As cinematic animation lead, meanwhile, Bonde is responsible for the game's body language, the tricks of posture and gesture that separate its brooding lead, Aiden Pearce, from the rest of Chicago. During my time with the game in Paris last month, I had the chance to speak to both.
Watch Dogs was the highlight of last year's E3 - a real standout. Were you taken aback by the reaction?
LB: I've said it before actually - E3 last year, we knew we had something special, and it was really exciting, but you never really know. It kind of happened that everyone on the team was just like 'yes, finally we can communicate about it', and that's a good reward.

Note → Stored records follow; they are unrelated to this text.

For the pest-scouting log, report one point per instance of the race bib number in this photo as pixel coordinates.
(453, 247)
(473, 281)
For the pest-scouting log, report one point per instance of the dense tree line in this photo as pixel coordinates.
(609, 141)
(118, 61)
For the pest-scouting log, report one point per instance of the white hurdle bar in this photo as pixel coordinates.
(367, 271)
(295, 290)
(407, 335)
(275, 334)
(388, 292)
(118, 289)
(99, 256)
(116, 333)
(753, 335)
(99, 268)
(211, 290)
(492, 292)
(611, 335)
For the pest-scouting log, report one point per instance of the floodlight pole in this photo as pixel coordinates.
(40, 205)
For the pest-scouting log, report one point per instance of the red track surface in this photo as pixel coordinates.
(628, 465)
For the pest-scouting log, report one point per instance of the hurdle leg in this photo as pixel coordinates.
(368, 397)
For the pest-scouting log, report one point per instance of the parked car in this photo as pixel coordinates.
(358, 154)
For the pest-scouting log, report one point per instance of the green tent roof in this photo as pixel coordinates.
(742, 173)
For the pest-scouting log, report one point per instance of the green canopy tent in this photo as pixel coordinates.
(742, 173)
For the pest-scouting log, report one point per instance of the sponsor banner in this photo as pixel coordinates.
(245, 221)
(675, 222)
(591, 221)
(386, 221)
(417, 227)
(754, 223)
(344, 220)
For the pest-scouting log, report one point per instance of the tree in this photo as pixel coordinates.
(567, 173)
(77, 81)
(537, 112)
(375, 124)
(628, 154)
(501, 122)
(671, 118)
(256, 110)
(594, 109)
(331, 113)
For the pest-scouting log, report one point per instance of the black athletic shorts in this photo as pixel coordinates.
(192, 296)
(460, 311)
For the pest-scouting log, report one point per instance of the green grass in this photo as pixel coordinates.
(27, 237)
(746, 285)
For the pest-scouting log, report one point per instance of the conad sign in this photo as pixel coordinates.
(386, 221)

EB: Yeah, we knew we had something special on our hands. You can tell when you develop something that's so different, with the gameplay mechanics we put in. The reaction? We didn't know, but it was really appreciated by the team - it gave us the will to push further.
This has been in development since 2010. You've been working towards estimated next generation console specs for some time. Has that been difficult?
EB: Like we said before, when we built the new game engine we tried to make it scalable. And it's up to us, when we're putting things in the game, to make them scale so that we can support a new generation of consoles.
One example I always give is the living city, that's something we can play with depending on the consoles we're playing with. We've worked with what we can potentially synch up with future hardware, but we're not magicians, we can't read the future. So when we built the different tech inside the engine, we tried to make sure that it would fit current gen, next gen, maybe even next-next gen. Because we want it to be scalable enough to use for years to come.
Is it as easy as unticking a box, when you disable and enable features to suit the platform's technical capabilities?
LB: In essence, it is.
EB: It's up to developers to decide what parameters we can expose, to make things easier on different platforms, because for us it's really important that it's the same gameplay. The game will be the same. What will change will be the richness of the simulation, the graphics for instance will be better, the simulation of the city will be different, but the essence of the gameplay, the core of it will be the same.
LB: Ubisoft is great at telling us 'just go - go as far as you can'. Especially from my point of view - create the best you can. You prepare the rigs, we make sure we can adapt along the way. Have you fiddled with the core ideas much during development, then?
EB: The entire team has been very focused, really since the origin of the project. The core mechanics and essence of what is now Watch Dogs were our goals from the beginning. Some might have failed, some will change, but in the end we've been very dedicated, we've focused on the right things.